By Steven Darlington

A fairly complete, mostly accurate and only slightly biased exposition of the hobby's turbulent existence, from its origins to the modern day. Serialised in seven parts.


 

Role-playing is an intrinsically creative hobby, and it is constantly evolving. As such, it is hard to label any one era as revolutionary. But in the mid-eighties, there came a spate of games in quick succession, each of which not only added an unprecedented amount of new ideas but also threw away much of established tradition. Each was revolutionary in its own right, and each formed an important step in transforming roleplaying into what it is today.
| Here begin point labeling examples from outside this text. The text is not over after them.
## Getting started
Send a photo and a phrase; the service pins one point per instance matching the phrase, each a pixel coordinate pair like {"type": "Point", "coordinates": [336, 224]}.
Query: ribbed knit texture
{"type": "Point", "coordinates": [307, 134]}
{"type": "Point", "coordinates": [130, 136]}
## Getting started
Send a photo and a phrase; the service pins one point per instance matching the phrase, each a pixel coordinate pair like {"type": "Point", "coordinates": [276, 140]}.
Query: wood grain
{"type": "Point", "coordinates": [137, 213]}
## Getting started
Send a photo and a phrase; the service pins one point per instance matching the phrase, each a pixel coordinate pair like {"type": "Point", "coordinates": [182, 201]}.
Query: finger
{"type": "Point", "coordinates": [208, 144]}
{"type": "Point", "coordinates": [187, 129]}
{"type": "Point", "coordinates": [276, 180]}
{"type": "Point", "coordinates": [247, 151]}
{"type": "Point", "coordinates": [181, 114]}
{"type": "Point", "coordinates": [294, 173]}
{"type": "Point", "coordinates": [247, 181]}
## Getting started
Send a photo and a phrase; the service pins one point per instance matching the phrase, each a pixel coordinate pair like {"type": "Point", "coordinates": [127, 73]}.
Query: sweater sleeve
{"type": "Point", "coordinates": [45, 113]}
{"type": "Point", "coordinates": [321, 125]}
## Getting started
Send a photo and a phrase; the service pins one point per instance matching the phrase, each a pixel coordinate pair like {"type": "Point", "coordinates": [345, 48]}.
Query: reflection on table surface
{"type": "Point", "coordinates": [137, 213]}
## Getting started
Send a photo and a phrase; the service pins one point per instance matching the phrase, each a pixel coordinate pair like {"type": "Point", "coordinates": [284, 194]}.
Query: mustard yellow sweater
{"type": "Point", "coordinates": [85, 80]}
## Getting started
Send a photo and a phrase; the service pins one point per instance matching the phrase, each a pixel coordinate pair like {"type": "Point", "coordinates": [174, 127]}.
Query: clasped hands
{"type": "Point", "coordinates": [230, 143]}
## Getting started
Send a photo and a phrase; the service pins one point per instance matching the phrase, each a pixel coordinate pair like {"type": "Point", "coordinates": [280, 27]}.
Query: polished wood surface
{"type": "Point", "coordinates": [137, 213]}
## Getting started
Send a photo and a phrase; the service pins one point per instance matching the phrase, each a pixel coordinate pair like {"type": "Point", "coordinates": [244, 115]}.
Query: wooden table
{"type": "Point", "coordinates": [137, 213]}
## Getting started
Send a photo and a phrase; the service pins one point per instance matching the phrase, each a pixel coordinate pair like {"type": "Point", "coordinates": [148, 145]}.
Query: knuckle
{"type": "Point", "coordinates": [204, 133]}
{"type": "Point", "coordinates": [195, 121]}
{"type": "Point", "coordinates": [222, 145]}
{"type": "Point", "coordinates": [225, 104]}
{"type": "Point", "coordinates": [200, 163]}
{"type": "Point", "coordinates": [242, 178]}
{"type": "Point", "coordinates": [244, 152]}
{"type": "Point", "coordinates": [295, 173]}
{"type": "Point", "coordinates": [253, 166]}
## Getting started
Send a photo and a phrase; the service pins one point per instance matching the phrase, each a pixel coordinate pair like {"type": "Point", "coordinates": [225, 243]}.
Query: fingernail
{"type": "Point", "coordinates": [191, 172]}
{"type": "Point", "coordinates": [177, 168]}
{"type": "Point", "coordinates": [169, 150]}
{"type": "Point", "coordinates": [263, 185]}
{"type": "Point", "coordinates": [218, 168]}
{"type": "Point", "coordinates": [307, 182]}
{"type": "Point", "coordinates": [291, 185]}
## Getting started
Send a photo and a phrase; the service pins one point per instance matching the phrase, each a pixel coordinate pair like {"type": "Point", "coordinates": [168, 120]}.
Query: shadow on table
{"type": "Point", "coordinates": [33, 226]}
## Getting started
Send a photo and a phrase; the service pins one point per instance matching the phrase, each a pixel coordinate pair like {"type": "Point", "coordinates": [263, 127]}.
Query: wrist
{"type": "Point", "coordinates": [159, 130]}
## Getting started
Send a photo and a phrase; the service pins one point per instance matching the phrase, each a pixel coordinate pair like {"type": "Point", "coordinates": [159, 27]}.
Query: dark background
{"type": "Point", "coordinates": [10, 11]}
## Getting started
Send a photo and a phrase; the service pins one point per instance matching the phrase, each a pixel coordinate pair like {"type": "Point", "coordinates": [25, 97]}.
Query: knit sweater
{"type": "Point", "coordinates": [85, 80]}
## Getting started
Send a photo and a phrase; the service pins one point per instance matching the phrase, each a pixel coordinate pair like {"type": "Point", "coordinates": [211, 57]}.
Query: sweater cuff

But as well as being revolutionary, each of these games was also brilliant. In fact, they include some of the greatest examples of the hobby ever made, games that represent the epitome of design, and evoke the most powerful fantasies. It was here that the pinnacle of the gaming art was flourishing, and that is why this era can be called a true Golden Age.

The best example, and indeed one of the best examples of roleplaying, is the legendary Call of Cthulhu. Released in 1981, its genius and importance in the history of roleplaying cannot be over-emphasised.


  Call of Cthulhu version 5.5 has just been released by Chaosium

The world of Cthulhu comes from a series of deeply horrifying short stories written by H.P. Lovecraft at the beginning of this century. These stories center around the Old Ones, ancient and god-like aliens (of which Cthulhu is one) who exist just beyond the scientific world of post-Victorian New England. Lovecraft developed his ideas into a detailed and frighteningly realistic universe, now called the Cthulhu Mythos.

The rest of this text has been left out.